A proposta elaborada pela SP Urbanismo é a mais extensa, com 11,9 quilômetros e 13 estações. O projeto seria implantado em fases e alcançaria também bairros vizinhos, como a Vila Nova Cachoeirinha.
Nesse cenário, a estimativa é de 3.480 embarques por hora, com tempo de percurso de aproximadamente 32 minutos.
O custo de implantação foi estimado em R$ 2,3 bilhões, além de despesas anuais de operação e manutenção.
A outra alternativa foi elaborada pela SPTrans e é bem menor. O trajeto teria 2,6 quilômetros, quatro estações e ligação direta entre o CEU Paz e a futura estação Brasilândia, com duas paradas intermediárias.
Essa opção estima cerca de 2.010 embarques por hora e custo de implantação de R$ 516 milhões.
Um dos desafios apontados nos estudos para a implantação na região é a presença de linhas de alta tensão.
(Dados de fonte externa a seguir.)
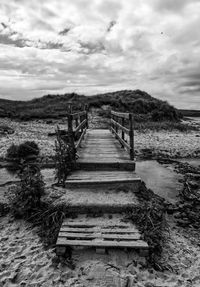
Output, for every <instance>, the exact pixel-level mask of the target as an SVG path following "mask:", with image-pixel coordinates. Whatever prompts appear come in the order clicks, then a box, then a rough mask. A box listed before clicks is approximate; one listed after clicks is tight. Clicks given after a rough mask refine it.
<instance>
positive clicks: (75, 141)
mask: <svg viewBox="0 0 200 287" xmlns="http://www.w3.org/2000/svg"><path fill="white" fill-rule="evenodd" d="M67 118H68V134H69V136H70V138H71V139H72V144H73V146H74V148H75V149H77V148H78V147H79V146H80V144H81V141H82V140H83V138H84V135H85V133H86V130H87V128H88V112H87V108H86V107H84V111H81V112H77V113H72V109H71V106H69V109H68V114H67Z"/></svg>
A SPTrans indica que a questão precisaria ser avaliada com as operadoras responsáveis pela infraestrutura elétrica.
Teleférico do Jabaquara
Na zona sul, a proposta analisada pela SPTrans prevê uma linha entre o Terminal Jabaquara e o Jardim São Savério.
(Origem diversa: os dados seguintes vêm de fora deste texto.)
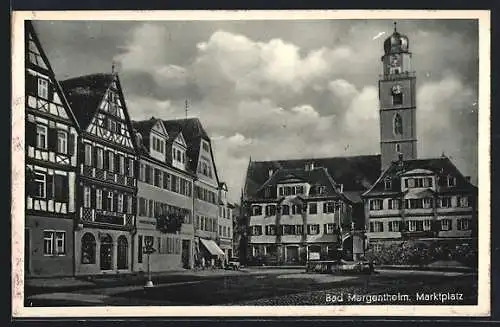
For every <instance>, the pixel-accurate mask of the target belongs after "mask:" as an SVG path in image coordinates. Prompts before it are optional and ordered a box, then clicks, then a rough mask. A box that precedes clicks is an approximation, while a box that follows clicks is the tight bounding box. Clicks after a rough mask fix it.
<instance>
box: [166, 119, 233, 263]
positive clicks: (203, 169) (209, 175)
mask: <svg viewBox="0 0 500 327" xmlns="http://www.w3.org/2000/svg"><path fill="white" fill-rule="evenodd" d="M163 123H164V125H165V127H166V128H167V130H169V131H174V130H177V131H181V132H182V135H183V137H184V140H185V143H186V156H185V157H183V155H182V151H181V156H180V157H179V152H178V151H177V150H176V149H179V145H175V144H173V145H172V147H171V149H170V150H171V155H172V156H177V161H181V164H183V165H185V166H186V168H187V169H189V170H190V171H191V172H193V173H195V174H196V179H195V181H194V190H193V191H194V192H193V206H194V228H195V237H194V242H195V260H200V259H201V258H205V262H208V261H211V260H212V259H216V258H217V257H224V252H223V251H222V250H221V248H220V247H219V246H218V245H217V243H216V240H217V231H218V226H217V222H218V219H217V218H218V214H219V205H218V191H219V177H218V175H217V169H216V166H215V160H214V156H213V151H212V145H211V140H210V137H209V136H208V134H207V132H206V131H205V129H204V128H203V126H202V124H201V122H200V120H199V119H197V118H187V119H178V120H165V121H163ZM176 152H177V154H175V153H176Z"/></svg>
O projeto tem 3,3 quilômetros de extensão e cinco estações, com percurso estimado em cerca de dez minutos. A previsão é de uma demanda máxima de 2.530 passageiros por hora.
As estações foram planejadas para atender áreas como o São Paulo Expo, Centro Paralímpico, Zoológico, Jardim Botânico e Avenida Cursino, além do próprio Terminal Jabaquara.
O teleférico também teria conexão com a linha 1-Azul do Metrô, permitindo a ligação entre o Jardim São Savério e a rede metroviária.
O estudo estima redução de aproximadamente 70% no tempo de viagem em relação ao deslocamento atual, de acordo com a SPTrans.
O projeto tem custo estimado de R$ 650 milhões para implantação e outros R$ 44,2 milhões por ano para manutenção e operação.
Dois projetos ainda estão em análise
Apesar dos estudos já desenvolvidos, os dois teleféricos não estão definidos como obras a serem executadas.
A Prefeitura informou que as propostas passam por análise interna e permanecem em fase preliminar, sem definição conclusiva.
Entre os fatores considerados estão a mudança na demanda da Brasilândia com a chegada da linha 6-Laranja e o crescimento da população no Jardim São Savério e no Jabaquara.
No caso da Brasilândia, a Prefeitura também contratou a Fundação Instituto de Pesquisas Econômicas (FIPE) para avaliar alternativas de modelagem e apoiar a estruturação financeira do projeto. O contrato tem valor de R$ 1,919 milhão e vigência de 14 meses.
A contratação envolve especificamente a avaliação econômico-financeira de alternativas para a implantação e operação do Teleférico Brasilândia.
Portanto, o contrato não significa que a obra tenha sido definida ou que a implantação esteja autorizada.